Tamilarasan re-enacts his childhood trauma before Janaki, restoring her memory. She reveals her brothers killed her husband, staging it as an accident, threatening her to remain silent or kill young Tamilarasan. Learning the truth, Tamilarasan seeks revenge, asking Janaki to pretend her memory isn't cured. The maternal uncles, learning Tamilarasan's true identity, pretend ignorance, playing along. On the day of property transfer, Ragupathy reveals he's aware of Tamilarasan's impersonation, having installed bombs with Duriyodhanan's help to ruin the property. Tamilarasan rushes to save factory workers, leading to a road chase, blocked by Duriyodhanan. Tamilarasan rescues his adopted niece, who is hung from a helicopter, killing Ragupathy's and Gajapathy's sons. He fights Duriyodhanan, pushing him into the fire, stopping the bomb, and evacuating workers. The maternal uncles are arrested for their crimes.

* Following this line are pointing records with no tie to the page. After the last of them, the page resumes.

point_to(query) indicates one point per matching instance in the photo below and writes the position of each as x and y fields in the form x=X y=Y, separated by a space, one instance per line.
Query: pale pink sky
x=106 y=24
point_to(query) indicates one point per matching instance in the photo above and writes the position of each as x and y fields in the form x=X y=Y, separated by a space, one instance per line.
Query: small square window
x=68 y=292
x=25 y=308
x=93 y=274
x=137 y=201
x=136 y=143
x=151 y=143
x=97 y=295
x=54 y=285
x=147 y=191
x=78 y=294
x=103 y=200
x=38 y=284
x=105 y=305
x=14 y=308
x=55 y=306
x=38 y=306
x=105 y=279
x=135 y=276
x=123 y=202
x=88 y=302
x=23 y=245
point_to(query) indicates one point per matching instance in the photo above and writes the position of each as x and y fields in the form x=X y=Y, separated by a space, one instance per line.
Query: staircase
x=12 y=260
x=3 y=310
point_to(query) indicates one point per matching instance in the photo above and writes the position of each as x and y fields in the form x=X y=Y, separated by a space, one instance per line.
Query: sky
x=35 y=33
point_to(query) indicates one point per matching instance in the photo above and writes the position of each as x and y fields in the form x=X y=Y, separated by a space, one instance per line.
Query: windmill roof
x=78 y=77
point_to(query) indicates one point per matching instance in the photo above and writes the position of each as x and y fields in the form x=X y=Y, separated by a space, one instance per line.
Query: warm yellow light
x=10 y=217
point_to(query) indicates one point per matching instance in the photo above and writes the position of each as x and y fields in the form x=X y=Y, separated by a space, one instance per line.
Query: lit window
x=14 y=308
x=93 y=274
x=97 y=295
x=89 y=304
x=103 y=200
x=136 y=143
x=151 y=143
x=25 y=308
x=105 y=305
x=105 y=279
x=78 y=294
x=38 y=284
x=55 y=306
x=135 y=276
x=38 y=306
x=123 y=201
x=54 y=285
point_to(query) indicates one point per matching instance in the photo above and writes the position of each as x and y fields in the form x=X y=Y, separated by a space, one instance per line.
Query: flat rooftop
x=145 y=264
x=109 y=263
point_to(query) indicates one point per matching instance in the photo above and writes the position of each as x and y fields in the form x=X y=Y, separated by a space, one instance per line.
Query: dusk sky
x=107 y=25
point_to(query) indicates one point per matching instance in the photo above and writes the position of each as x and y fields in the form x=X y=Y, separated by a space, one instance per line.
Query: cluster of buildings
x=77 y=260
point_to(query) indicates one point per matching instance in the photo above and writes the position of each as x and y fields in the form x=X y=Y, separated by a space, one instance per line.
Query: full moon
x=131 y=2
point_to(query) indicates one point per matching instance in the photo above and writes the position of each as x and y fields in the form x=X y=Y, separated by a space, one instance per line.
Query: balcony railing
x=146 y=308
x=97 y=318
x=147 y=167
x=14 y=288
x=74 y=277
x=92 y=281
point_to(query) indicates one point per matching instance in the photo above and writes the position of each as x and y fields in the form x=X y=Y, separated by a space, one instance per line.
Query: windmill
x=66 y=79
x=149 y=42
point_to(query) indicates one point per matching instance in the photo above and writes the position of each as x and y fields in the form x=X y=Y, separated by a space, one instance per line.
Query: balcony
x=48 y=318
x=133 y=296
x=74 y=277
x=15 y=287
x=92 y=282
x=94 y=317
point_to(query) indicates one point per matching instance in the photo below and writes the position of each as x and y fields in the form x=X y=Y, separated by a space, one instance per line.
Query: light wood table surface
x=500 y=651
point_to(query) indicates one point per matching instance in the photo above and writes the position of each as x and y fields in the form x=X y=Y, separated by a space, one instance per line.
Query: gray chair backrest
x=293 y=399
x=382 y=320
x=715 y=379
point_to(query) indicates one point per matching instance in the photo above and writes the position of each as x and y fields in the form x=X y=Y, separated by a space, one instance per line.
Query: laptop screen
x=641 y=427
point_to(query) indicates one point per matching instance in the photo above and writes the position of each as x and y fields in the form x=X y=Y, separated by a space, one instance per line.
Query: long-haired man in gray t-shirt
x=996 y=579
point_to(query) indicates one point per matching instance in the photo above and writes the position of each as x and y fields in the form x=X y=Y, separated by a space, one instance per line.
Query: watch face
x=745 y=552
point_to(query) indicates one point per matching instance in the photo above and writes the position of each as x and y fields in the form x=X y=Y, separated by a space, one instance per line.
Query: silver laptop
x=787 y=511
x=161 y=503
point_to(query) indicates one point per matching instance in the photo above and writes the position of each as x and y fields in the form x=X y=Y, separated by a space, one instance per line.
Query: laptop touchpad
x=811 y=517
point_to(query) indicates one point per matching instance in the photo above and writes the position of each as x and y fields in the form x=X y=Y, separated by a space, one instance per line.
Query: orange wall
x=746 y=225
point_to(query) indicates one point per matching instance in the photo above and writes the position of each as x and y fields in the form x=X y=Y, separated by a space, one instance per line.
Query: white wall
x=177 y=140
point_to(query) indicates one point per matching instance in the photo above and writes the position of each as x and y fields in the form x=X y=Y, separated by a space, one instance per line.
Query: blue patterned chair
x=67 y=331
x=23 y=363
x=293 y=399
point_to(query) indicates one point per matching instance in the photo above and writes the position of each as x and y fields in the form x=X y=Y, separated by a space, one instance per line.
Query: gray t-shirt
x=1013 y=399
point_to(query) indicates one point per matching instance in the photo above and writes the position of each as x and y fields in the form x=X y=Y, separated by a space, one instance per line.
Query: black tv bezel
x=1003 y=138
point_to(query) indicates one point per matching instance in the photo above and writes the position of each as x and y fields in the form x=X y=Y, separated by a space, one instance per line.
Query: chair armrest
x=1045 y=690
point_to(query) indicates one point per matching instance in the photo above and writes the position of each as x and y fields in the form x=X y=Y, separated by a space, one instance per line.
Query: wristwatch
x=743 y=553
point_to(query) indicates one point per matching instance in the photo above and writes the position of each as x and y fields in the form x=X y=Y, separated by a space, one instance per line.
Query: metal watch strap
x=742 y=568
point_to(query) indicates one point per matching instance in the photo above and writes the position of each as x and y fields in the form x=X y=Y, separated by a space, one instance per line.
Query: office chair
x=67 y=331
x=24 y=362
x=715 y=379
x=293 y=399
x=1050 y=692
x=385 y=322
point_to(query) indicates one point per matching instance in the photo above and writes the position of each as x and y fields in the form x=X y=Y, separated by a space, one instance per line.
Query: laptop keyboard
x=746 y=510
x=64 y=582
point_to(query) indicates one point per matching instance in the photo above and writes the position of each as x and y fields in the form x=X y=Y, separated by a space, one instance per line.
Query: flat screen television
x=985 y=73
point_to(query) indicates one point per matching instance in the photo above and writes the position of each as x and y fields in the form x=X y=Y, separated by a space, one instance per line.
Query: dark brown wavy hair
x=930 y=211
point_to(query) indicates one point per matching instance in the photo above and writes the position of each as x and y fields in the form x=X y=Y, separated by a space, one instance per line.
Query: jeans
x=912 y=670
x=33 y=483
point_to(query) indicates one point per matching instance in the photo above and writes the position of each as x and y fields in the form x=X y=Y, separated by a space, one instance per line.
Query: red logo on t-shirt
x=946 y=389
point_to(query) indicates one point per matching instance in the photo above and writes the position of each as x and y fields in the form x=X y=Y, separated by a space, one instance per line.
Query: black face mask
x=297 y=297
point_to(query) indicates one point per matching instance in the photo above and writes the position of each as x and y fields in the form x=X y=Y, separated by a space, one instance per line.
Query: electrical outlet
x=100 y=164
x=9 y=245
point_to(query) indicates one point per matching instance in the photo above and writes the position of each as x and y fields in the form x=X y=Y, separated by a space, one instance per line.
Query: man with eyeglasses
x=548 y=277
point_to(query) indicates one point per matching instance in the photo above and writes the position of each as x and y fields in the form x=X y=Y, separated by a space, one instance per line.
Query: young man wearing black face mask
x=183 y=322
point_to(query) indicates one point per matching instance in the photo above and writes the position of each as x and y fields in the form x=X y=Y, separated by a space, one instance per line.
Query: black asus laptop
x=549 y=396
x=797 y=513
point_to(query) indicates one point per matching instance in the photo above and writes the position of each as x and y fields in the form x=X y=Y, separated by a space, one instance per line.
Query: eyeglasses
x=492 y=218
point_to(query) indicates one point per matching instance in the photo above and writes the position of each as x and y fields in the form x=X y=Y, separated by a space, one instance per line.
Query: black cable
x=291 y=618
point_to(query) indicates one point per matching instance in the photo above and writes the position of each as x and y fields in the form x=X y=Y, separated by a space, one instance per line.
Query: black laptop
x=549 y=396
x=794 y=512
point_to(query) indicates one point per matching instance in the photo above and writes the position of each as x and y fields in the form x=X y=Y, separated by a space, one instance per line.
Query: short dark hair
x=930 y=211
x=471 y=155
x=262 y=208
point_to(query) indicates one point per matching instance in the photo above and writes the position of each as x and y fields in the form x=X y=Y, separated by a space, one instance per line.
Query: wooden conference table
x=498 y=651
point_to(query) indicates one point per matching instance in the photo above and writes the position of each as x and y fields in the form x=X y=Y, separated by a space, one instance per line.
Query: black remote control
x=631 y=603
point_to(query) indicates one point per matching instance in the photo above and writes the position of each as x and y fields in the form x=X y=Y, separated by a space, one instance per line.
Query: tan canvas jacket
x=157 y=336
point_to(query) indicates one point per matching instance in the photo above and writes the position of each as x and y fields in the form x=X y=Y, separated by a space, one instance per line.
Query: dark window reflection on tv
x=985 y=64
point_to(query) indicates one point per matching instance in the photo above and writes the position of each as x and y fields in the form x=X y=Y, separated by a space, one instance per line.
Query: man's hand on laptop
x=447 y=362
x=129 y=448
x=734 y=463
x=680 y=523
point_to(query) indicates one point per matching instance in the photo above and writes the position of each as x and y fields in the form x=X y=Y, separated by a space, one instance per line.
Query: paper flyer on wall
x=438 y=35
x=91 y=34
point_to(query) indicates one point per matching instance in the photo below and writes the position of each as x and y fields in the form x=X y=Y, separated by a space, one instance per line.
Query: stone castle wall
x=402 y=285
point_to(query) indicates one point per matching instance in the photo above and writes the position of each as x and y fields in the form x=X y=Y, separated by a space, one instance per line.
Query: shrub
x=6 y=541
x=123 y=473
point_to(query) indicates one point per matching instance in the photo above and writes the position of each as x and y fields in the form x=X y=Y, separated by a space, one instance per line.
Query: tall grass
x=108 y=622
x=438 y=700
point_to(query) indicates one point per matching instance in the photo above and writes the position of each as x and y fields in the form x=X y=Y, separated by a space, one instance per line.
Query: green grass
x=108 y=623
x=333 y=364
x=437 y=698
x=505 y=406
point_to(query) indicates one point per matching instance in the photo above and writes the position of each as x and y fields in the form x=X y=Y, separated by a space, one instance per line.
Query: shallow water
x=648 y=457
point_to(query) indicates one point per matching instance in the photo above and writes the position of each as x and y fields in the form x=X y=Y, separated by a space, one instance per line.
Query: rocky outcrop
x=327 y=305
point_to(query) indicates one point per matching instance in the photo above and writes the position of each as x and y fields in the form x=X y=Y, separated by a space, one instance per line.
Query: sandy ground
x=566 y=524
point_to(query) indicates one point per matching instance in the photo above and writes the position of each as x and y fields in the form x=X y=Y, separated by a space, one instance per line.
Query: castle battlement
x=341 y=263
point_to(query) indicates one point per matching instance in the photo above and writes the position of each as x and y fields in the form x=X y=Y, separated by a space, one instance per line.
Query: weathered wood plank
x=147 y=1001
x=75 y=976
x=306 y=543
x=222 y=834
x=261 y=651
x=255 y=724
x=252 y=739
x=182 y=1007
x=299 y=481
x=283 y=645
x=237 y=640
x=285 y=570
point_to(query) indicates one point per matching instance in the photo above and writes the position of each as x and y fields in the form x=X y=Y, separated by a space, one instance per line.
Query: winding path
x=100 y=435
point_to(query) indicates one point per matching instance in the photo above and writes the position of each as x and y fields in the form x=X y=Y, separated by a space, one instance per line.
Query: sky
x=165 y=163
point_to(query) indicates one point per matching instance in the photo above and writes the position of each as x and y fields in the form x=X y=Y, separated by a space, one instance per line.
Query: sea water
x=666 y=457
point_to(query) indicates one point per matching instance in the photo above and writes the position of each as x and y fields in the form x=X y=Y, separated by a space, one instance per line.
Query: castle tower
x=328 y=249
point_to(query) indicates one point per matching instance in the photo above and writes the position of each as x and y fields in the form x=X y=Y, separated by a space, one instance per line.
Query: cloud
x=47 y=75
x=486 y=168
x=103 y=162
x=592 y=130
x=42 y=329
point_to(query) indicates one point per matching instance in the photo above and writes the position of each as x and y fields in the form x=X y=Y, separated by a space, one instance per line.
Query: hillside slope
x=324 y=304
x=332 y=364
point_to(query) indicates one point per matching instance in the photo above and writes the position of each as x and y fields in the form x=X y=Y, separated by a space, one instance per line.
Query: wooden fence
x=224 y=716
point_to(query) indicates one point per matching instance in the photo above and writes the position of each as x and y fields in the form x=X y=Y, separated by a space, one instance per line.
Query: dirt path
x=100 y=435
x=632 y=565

Tamilarasan reunites with his mother and adopted sister's family, marrying Vimala. He transfers properties to his adopted sister's family, choosing to work as a labourer, satisfied with his decision.

== Production ==
Uzhaippali marked the comeback of Vijaya Productions who stopped producing for 20 years. This was P. Vasu's third collaboration with Rajinikanth after Panakkaran and Mannan. Unlike those films, this was not a remake, but an original story written by Vasu. Distributors issued a red card against Rajinikanth when he participated in a meeting with them and arguing about actors not slashing their salaries.

Uzhaippali was launched with a pooja at Vijaya Vauhini studio on 5 February 1993. The pooja was conducted even though the distributors were not willing to distribute the film and the Red Card against Rajinikanth was not removed.

During the shooting in Chikmagalur, the cast and crew were denied rooms in a five-star hotel because P. Vasu's manager forgot to book the rooms in advance and missed paying the booking amount, so Rajinikanth had to sleep in a car. Vasu completed the film in 58 days.

== Soundtrack ==
The soundtrack was composed by Ilaiyaraaja, and the lyrics were written by Vaali.

Track listing
| No. | Title | Singer(s) | Length |
|---|---|---|---|
| 1. | "Muthirai Eppodhu" | S. P. Balasubrahmanyam, Kavita Krishnamurti | 4:59 |
| 2. | "Oru Kola Kili" | S. P. Balasubrahmanyam, K. S. Chithra | 4:56 |
| 3. | "Oru Maina" | Mano, K. S. Chithra | 5:05 |
| 4. | "Uzhaippali Illatha" | Mano | 5:05 |
| 5. | "Uzhaippaliyum Naane" | S. P. Balasubrahmanyam, K. S. Chithra | 5:01 |
| 6. | "Amma Amma" (Male) | S. P. Balasubrahmanyam | 4:58 |
| 7. | "Amma Amma" (Female) | Sunandha | 4:44 |
| Total length: |  |  | 34:48 |

== Release and reception ==
Uzhaippali was released on 24 June 1993. The film was much in news as distributors banned Rajinikanth films and to resolve the issue, Rajinikanth met Kamal Haasan and the next day, Uzhaippali was announced. The film was released straight in theatres without the support of distributors and become a hit by running more than 100 days. When the film was ready for release, producer was in doldrums how to release it when there is Red Card on Rajinikanth. Rajinikanth came up with an idea to distribute the film directly to theatres. Rajinikanth distributed the film in NSC through his distribution company Ramana Film Distributors. In Chennai, Uzhaippali released in Albert, Abirami, Kamala, Crown and Sri Brinda. The film opening reservation was fabulous and almost 15 days houseful in reservation. The opening report was fantastic and became talk of the town. Uzhaippali had a non-stop run for 116 days in Chennai's Albert and Abirami and 150 days in Madurai's Cine Priya. The film released in overseas too especially in Singapore and Malaysia doing decent business.

Malini Mannath of The Indian Express wrotem "Uzhaippali is a neat, unpretentious entertainer from reel one and Vasu has kept up the pace of narration without a moment's boredom". At the 14th Cinema Express Awards, S. P. Balasubrahmanyam won the Best Playback Singer award.